While the role of the CMO varies depending on the needs of the specific company, it typically involves a combination of clinical and strategic duties. CMOs typically create guidelines for workplace safety and healthy office practices. On average, these executives are paid more than $200,000 a year, according to Indeed.
Dr. Ashwini Zenooz, who has been serving as Salesforce’s CMO since 2019, told Insider anyone who’s interested in the strategic side of healthcare should consider this career path.
“The pandemic is really driving home the message that every company now is in the business of health,” Zenooz told Insider. “Every company is focused on not only thinking about how to either stay at work during this pandemic, or, if they have essential employees, having people return.”
Those are big questions that come with a lot of logistical preparation, and as companies begin to grapple with vaccination policies, the role of CMO has never been more important.
Connecting the dots between strategy and health
If you want to become a chief medical officer, you will need a medical degree, as well as experience working in a hospital or as a practicing physician, according to Indeed. Some CMOs also have backgrounds working in hospital administration.
Zenooz, for example, went to medical school and has a background in radiology. Some chief medical officers also have MBAs, or master’s in health administration.
Zenooz was drawn to the role because of the intersection it offers between clinical work and strategy. She had been working in radiology for over 15 years when her mother fell ill with ovarian cancer. After becoming her mother’s caretaker, she began to think more broadly about jobs she could have in healthcare.
That’s when she started working as a congressional fellow at the US Senate conducting clinical research. From there, she moved on to hold senior policy development and operational roles at the US Department of Veterans Affairs, eventually becoming its first chief medical officer.
“It just made me realize that there are so many pieces in healthcare that are so fragmented that we still need to connect the dots,” Zenooz said. “We always talk about it from a clinical component, but there’s a lot to be done from the process and patient experience perspective.”
She was impressed by how everything from technology to effective communications and management could scale and improve healthcare. That’s what brought her to Salesforce.
Defining the role of the CMO
Once you have the job, the role of the CMO isn’t always clear cut.
“If you’ve seen one chief medical officer, you’ve seen one chief medical officer,” Zenooz said. “What’s needed for every company and every industry is very different.”
At Tyson Foods, for example, the CMO role was created to construct a game plan for employee monitoring for the virus at the company’s plants. Royal Caribbean’s new CMO, Calvin Johnson, oversees worker health at the cruise line, but he also works to help establish new sailing protocols for the industry during the pandemic.
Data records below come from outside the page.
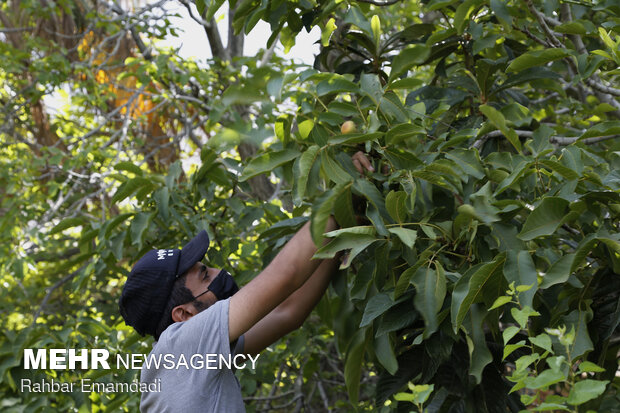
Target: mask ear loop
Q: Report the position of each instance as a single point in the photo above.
(203, 293)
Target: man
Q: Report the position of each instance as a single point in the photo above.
(192, 309)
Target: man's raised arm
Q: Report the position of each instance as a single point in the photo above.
(288, 271)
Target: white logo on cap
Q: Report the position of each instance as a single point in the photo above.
(162, 254)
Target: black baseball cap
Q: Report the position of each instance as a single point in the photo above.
(150, 282)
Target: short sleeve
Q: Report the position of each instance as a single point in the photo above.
(206, 332)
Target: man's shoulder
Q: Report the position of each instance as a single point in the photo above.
(211, 318)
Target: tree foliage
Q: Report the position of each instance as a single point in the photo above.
(484, 276)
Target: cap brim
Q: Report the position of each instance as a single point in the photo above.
(193, 252)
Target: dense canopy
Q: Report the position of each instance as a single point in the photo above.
(484, 272)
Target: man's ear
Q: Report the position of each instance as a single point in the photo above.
(183, 312)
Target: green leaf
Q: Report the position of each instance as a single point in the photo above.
(360, 230)
(500, 301)
(395, 204)
(372, 194)
(322, 210)
(462, 14)
(602, 129)
(586, 390)
(479, 354)
(267, 162)
(327, 31)
(162, 200)
(542, 341)
(545, 379)
(430, 293)
(500, 10)
(536, 58)
(499, 121)
(139, 224)
(544, 219)
(560, 169)
(519, 268)
(66, 224)
(354, 242)
(578, 320)
(376, 306)
(114, 222)
(335, 85)
(510, 348)
(306, 161)
(128, 166)
(353, 364)
(355, 138)
(242, 95)
(385, 353)
(522, 316)
(213, 7)
(468, 290)
(403, 131)
(407, 58)
(129, 187)
(509, 333)
(333, 170)
(305, 128)
(589, 367)
(559, 272)
(406, 235)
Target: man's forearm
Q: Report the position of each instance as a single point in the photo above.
(300, 304)
(297, 254)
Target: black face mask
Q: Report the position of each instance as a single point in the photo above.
(222, 286)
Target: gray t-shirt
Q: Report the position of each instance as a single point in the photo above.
(194, 389)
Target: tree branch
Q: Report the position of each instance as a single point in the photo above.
(51, 289)
(558, 140)
(379, 3)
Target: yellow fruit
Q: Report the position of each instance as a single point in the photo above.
(347, 127)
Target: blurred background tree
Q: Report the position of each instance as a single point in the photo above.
(486, 278)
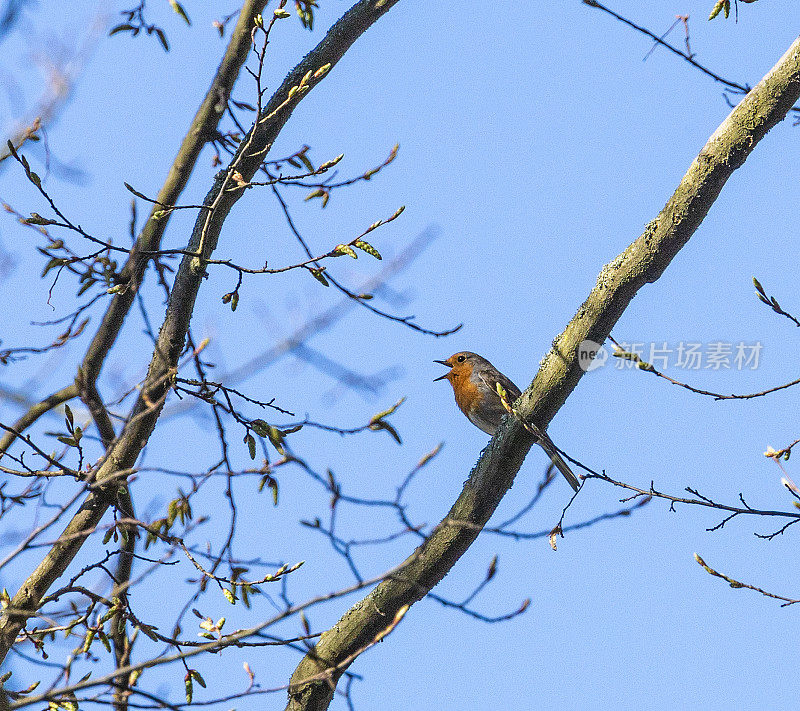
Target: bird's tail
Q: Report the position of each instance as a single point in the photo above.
(558, 461)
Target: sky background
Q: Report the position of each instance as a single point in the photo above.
(537, 144)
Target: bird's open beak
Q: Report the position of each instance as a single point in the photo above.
(442, 362)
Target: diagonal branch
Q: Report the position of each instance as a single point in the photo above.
(188, 279)
(641, 263)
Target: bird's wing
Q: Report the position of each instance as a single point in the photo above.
(491, 378)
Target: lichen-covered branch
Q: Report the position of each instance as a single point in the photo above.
(130, 442)
(641, 263)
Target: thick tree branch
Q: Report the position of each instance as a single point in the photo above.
(641, 263)
(172, 336)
Zenooz said her role was less clearly defined when she was first brought onboard as Salesforce’s CMO and she had many explicit conversations about what her job involves. When she first started as CMO she was focused on products that Salesforce sold to clients. Now, her role is also inward-facing, and Zenooz helps to develop the strategy for everything from mental health concerns to remote working arrangements.
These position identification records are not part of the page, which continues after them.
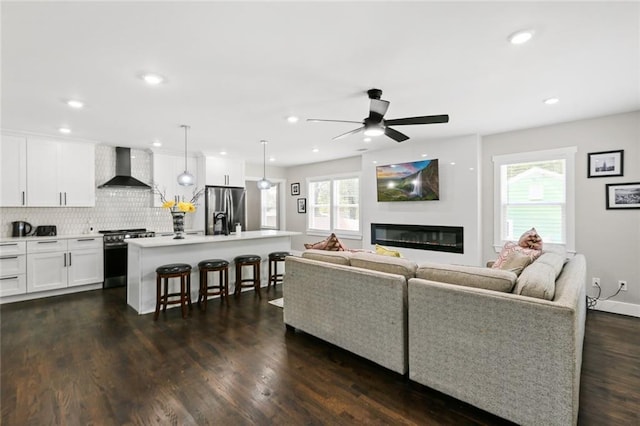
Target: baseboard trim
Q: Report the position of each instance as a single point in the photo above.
(618, 308)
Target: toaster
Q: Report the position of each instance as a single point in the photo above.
(46, 231)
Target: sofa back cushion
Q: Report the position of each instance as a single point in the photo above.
(537, 280)
(337, 257)
(378, 262)
(469, 276)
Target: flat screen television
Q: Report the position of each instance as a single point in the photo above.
(415, 181)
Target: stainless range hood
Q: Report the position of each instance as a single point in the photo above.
(123, 178)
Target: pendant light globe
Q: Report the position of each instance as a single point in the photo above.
(185, 178)
(264, 184)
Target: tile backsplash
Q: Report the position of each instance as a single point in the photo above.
(116, 208)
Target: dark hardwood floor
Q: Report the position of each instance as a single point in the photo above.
(87, 359)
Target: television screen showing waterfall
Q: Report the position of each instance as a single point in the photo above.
(416, 181)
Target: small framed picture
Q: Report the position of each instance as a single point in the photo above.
(605, 164)
(302, 205)
(623, 195)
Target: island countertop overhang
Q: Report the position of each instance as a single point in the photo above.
(169, 241)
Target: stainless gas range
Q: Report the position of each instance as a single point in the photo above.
(115, 254)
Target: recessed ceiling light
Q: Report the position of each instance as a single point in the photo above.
(152, 79)
(73, 103)
(520, 37)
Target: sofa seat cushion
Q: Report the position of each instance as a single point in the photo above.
(382, 263)
(469, 276)
(337, 257)
(538, 279)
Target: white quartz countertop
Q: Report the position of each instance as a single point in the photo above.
(57, 237)
(169, 241)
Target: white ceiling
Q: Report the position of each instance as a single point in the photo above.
(236, 70)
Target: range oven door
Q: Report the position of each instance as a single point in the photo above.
(115, 265)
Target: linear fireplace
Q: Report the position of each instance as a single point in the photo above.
(421, 237)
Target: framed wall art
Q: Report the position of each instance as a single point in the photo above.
(623, 196)
(302, 205)
(605, 164)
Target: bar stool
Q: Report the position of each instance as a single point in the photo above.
(222, 288)
(252, 260)
(274, 276)
(174, 270)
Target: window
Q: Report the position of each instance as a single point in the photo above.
(535, 189)
(269, 217)
(334, 205)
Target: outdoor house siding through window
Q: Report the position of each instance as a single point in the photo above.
(535, 189)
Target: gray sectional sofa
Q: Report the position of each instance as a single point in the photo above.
(516, 356)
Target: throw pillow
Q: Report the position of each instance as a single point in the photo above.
(516, 261)
(510, 247)
(531, 239)
(387, 252)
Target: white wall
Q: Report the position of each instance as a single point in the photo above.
(610, 239)
(459, 195)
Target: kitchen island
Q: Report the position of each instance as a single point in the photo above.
(146, 254)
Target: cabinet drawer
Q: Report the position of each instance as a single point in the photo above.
(12, 265)
(81, 243)
(46, 246)
(18, 247)
(15, 284)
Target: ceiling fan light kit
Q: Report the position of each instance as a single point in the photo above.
(185, 178)
(376, 125)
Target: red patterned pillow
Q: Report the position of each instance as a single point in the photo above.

“When I got here, it was hard to communicate the exact reason why you needed a chief medical officer at Salesforce, but what’s been really incredible is to say, look, if you take all of the critical skill sets and the administrative skill sets of someone with my background and the people on my team, it is now so much easier to have these customer conversations.”
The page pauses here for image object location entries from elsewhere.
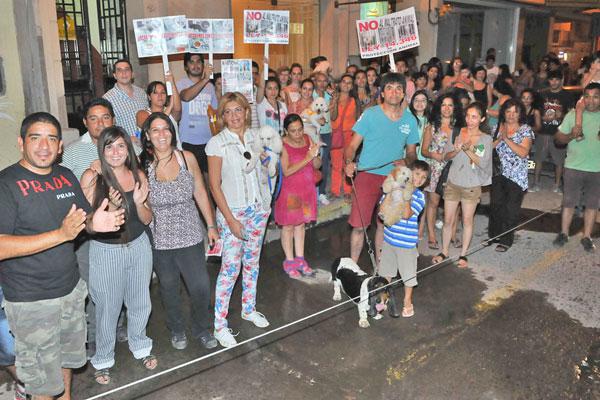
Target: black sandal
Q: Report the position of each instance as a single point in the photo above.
(102, 376)
(440, 255)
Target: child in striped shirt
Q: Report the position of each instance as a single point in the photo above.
(399, 250)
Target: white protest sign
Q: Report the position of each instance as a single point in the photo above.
(267, 27)
(236, 76)
(387, 34)
(210, 36)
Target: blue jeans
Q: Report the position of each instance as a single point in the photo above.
(325, 162)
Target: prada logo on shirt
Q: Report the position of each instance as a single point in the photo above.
(34, 186)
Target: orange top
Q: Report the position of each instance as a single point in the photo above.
(349, 117)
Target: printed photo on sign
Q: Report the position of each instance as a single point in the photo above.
(388, 34)
(237, 77)
(148, 36)
(266, 26)
(175, 34)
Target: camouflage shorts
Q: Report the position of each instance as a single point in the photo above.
(49, 335)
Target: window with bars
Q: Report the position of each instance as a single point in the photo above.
(113, 36)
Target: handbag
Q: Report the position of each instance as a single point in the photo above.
(439, 189)
(337, 135)
(496, 163)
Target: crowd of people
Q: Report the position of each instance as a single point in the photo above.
(150, 185)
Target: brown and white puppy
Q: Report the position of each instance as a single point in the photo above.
(362, 288)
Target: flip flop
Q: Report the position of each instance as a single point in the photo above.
(501, 248)
(441, 257)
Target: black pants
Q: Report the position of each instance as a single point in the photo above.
(189, 263)
(505, 206)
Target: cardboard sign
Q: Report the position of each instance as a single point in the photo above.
(236, 76)
(388, 34)
(210, 36)
(158, 36)
(266, 26)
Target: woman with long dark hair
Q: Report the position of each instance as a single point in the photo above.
(512, 140)
(120, 262)
(446, 116)
(177, 192)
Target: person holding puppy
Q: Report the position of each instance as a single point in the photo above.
(399, 249)
(297, 203)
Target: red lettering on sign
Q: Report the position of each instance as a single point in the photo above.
(254, 15)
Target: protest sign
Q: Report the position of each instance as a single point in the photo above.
(388, 34)
(236, 76)
(210, 35)
(267, 27)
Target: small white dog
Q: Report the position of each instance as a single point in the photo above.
(268, 141)
(315, 117)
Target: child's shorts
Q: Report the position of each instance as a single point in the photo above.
(397, 259)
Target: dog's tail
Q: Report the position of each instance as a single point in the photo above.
(334, 267)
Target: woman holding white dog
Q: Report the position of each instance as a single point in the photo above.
(297, 202)
(271, 111)
(242, 212)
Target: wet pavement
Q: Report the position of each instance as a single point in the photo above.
(512, 326)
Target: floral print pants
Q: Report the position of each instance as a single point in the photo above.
(239, 255)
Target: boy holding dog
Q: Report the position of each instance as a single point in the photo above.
(399, 250)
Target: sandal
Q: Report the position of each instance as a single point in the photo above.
(291, 268)
(102, 376)
(440, 258)
(150, 362)
(502, 248)
(303, 267)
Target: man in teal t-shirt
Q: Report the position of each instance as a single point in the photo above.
(581, 131)
(389, 135)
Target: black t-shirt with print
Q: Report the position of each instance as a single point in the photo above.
(556, 105)
(32, 204)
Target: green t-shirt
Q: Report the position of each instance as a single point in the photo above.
(583, 155)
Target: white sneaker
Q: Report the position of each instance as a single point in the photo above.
(323, 199)
(257, 319)
(225, 337)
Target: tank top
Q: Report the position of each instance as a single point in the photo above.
(176, 223)
(130, 230)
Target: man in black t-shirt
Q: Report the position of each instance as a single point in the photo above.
(557, 103)
(44, 210)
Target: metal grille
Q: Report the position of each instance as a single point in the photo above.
(113, 36)
(75, 57)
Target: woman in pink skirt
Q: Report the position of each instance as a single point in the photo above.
(297, 202)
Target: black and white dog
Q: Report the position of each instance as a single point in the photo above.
(355, 282)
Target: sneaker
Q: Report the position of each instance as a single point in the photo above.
(588, 245)
(561, 240)
(225, 337)
(207, 340)
(323, 199)
(256, 318)
(179, 342)
(303, 267)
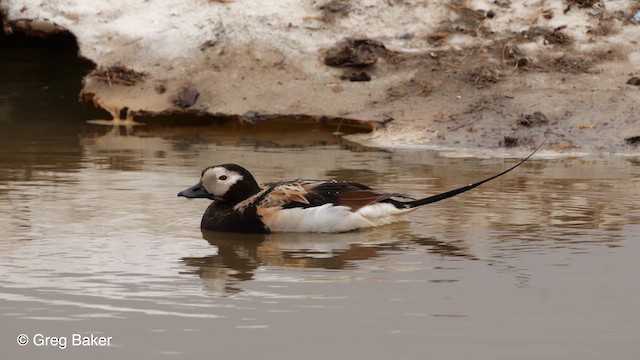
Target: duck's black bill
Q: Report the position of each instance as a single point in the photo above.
(195, 192)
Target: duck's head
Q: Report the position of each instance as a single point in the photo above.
(225, 183)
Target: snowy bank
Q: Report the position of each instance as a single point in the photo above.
(445, 71)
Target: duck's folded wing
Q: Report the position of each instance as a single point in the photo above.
(310, 193)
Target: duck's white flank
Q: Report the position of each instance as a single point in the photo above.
(328, 218)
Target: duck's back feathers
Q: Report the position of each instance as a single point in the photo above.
(320, 206)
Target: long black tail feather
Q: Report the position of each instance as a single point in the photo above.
(448, 194)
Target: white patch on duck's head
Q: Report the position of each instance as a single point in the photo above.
(218, 180)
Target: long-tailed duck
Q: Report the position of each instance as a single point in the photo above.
(329, 206)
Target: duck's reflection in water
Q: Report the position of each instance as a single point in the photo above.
(240, 255)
A growing need for these executives
The coronavirus pandemic has made the importance of the CMO even more apparent.
“Traditionally, people have not thought about a chief medical officer as a role that might be important,” Zenooz told Insider. “What the pandemic has shown is these types of roles can add a lot of value to a leadership team, especially during times like this. We’re becoming an important voice in the business world where we’re providing guidance for better streamlined systems.”
But even with the development and rollout of new vaccines, that doesn’t mean the CMO will fall out of relevance anytime soon.
Going forward, Zenooz said companies have a lot to think about when it comes to contact tracing and testing. She will also be addressing the long-term impacts of the pandemic.
“I think if we continue to roll things out safely and effectively, there is light at the end of the tunnel,” Zenooz said. “But the light is going to look really different than what it looked like before we entered the tunnel.”